Communication Symbols#

class StatedSymbols(symbols, states)[source]#

Bases: Symbols

A time-series of communication symbols and channel states located somewhere on the complex plane.

Parameters:
  • symbols (Union[Iterable, numpy.ndarray]) – A three-dimensional array of complex-valued communication symbols. The first dimension denotes the number of streams, the second dimension the number of symbol blocks per stream, the the dimension the number of symbols per block.

  • states (np.ndarray | SparseArray) – Four-dimensional numpy array with the first two dimensions indicating the MIMO receive and transmit streams, respectively and the last two dimensions indicating the number of symbol blocks and symbols per block.

copy()[source]#

Create a deep copy of this symbol sequence.

Returns:

Copied sequence.

Return type:

Symbols

dense_states()[source]#

Return the channel state in dense format.

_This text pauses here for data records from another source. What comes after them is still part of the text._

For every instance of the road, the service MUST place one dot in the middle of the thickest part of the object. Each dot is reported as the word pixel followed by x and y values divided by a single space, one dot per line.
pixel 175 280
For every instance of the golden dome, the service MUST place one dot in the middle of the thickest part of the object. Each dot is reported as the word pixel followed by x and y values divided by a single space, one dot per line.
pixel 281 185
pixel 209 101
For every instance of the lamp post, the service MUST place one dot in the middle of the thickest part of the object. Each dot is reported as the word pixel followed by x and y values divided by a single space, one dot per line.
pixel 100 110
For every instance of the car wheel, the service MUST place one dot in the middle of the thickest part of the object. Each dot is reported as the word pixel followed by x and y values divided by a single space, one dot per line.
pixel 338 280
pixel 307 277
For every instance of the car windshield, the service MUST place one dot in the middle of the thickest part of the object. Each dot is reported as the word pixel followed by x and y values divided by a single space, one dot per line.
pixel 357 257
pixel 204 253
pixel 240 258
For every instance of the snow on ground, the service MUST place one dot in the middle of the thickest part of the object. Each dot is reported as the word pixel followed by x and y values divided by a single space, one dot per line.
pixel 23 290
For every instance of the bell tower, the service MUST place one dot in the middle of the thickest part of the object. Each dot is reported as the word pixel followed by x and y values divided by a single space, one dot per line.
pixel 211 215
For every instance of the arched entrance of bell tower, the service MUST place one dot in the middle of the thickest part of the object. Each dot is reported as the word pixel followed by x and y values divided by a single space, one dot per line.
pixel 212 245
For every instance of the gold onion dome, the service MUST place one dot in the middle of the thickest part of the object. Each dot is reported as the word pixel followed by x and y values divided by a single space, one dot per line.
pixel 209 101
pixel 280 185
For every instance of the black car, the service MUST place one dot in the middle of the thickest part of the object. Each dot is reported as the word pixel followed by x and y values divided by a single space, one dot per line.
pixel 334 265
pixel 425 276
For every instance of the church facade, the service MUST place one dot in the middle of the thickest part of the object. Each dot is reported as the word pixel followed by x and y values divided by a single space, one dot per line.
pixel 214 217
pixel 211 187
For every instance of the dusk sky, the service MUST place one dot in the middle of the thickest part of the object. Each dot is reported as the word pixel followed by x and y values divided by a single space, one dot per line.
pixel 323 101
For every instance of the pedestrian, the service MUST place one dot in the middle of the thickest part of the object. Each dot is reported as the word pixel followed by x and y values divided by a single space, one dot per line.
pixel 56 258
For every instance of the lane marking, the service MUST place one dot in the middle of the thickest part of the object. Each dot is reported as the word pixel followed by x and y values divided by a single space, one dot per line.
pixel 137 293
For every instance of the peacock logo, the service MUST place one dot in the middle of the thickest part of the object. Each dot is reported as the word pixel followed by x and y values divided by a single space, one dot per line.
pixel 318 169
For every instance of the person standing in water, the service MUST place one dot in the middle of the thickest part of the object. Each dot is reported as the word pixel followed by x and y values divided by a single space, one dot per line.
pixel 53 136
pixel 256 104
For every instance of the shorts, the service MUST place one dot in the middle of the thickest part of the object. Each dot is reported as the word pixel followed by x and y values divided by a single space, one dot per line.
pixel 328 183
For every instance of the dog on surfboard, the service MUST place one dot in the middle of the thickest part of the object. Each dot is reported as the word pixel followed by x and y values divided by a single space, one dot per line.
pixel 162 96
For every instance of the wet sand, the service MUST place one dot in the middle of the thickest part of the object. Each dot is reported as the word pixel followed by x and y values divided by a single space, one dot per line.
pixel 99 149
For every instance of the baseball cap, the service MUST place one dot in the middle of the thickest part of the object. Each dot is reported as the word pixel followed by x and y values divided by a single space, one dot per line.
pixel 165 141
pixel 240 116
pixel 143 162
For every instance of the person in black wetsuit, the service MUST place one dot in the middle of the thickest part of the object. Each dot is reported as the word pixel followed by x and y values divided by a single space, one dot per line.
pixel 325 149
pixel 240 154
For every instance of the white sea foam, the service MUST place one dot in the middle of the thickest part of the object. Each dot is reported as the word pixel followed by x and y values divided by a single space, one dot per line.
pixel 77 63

Note that this method will convert the channel state to dense format if it is currently in sparse format. This operation may be computationally expensive and should be avoided if possible.

Returns: The channel state tensor in dense format.

Return type:

ndarray

property num_transmit_streams: int#

Number of impinging transmit streams.

Returns: Number of streams.

property states: ndarray | SparseArray#

Symbol state information.

Four-dimensional numpy array with the first two dimensions indicating the MIMO receive and transmit streams, respectively and the last two dimensions indicating the number of symbol blocks and symbols per block.

Raises:
  • ValueError – If the state array is not four-dimensional.

  • ValueError – If the state dimensions don’t match the symbol dimensions.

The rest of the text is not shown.